We talked yesterday about mondegreens - words that sound alike, so much so that people confused them.
Today let's talk about a gangster and a gangster rapper who both chose to go by the same name, and why this is so funny.
The gangster was "Machine Gun Kelly," born George Kelly Barnes. He was really nothing more than a fairly mild-mannered bootlegger (liquor smuggler) during the Roaring Twenties - the
1920s, that is. The current Roaring Twenties are off to a less-than-sensational start, eh?
He ran into trouble with the local cops in Memphis and headed west to Tulsa; so as not to besmirch the Barnes family name, he started going by Kelly. Convicted of smuggling liquor onto an Indian Reservation, he was sentenced to three years at Leavenworth Penitentiary, Kansas, in 1928. He was regarded as a model prisoner and all-around nice guy by the staff and fellow inmates.
Released early for good behavior, Kelly started acting up, because he had a thorn in his side. Her name was Kathryn Thorne, and she was a real piece of work, experienced in crime, gunplay, and quite a handy homemaker to boot.
Not so much the homemaker, but she was adept at spreading the lore of Kelly. She bought him a Thompson submachine gun and spent hours teaching him to use it. In those days of famous mobsters like "Pretty Boy" Floyd, Alvin "Creepy" Karpis, Kate "Ma" Barker, John "Public Enemy No. 1" Dillinger, and Lester Joseph "Baby Face Nelson" Gillis, a crook had to have a snappy name to go along with a snappy fedora, and a gimmick or catch phrase, such as "Hand over all your cash" or "Make America Great Again." Kelly learned to sign his name by shooting bullets that spelled out MACHINE GUN KELLY on billboards as he fled the scenes of bank robberies, gas station heists, and jaywalking.
Not much about his legend stands up. A bank teller in Tupelo said that Kelly "really didn't look like a guy who held up banks." Thorne was the driving force behind him, and her plan to have them kidnap oil tycoon and businessman Charles F. Urschel in 1933, collecting a $200,000 ransom, led to the both of them being arrested within weeks and sent to prison for life.

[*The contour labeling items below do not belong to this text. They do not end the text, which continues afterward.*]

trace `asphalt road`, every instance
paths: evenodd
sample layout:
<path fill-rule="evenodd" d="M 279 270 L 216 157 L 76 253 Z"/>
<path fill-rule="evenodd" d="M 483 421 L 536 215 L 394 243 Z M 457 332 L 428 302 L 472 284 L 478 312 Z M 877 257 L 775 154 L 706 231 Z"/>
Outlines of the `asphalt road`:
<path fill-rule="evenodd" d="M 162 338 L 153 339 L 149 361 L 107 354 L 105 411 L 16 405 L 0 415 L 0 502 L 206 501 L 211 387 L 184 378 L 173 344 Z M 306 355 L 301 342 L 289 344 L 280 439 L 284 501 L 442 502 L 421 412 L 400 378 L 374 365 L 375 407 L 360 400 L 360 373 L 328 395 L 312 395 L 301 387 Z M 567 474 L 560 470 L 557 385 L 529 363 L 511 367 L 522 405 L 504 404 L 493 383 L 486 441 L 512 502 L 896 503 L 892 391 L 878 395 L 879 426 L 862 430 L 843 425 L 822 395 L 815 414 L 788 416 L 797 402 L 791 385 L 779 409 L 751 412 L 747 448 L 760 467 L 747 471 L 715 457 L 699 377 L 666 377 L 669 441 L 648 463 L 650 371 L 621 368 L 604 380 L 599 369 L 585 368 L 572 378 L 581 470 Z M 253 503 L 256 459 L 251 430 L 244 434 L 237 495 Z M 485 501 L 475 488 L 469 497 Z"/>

I used to use an old joke "I'm not saying my mother-in-law is old, but her Social Security number is 14!" to mixed reviews, but Kelly, as one of the first prisoners at the new Alcatraz Home For The Federally Convicted, was prisoner # 114 there! Pretty cool, to have a low number like that.
And actually, MGK started his life term at dear old Leavenworth, where he bunked until Alcatraz was finished, so I'm sure there were many tearful reunions with guards and crooks he knew from his first term.
Sometimes, crooks and ne'er-do-wells don't get a second term, but Kelly did, becoming known as "Pop Gun" to his fellow Alcatrazians, right up until he died there in 1958. Gun moll Thorne did 35 years in a women's hoosegow, and was paroled in 1958 to Tulsa, which is another form of prison, as hot as it gets down there.
The other Machine Gun Kelly was born Richard Colson Baker in 1990.
He's out of Cleveland, and took the Machine Gun handle owing to his rapid-fire delivery on rap songs such as "Death In My Pocket," "Rap Devil," "Bullets With Names," and the lovely, haunting "Hollywood Whores."
Actress Megan Fox just left her husband for the warm comfort of young Kelly's tattooed arms. I wish those crazy kids six good months together, at least.
I have notified our local police and state's attorney that if I am ever charged with any sort of flagrant crime, I am to be referred to in all official court documents as Mark "Pretty Boy" Clark.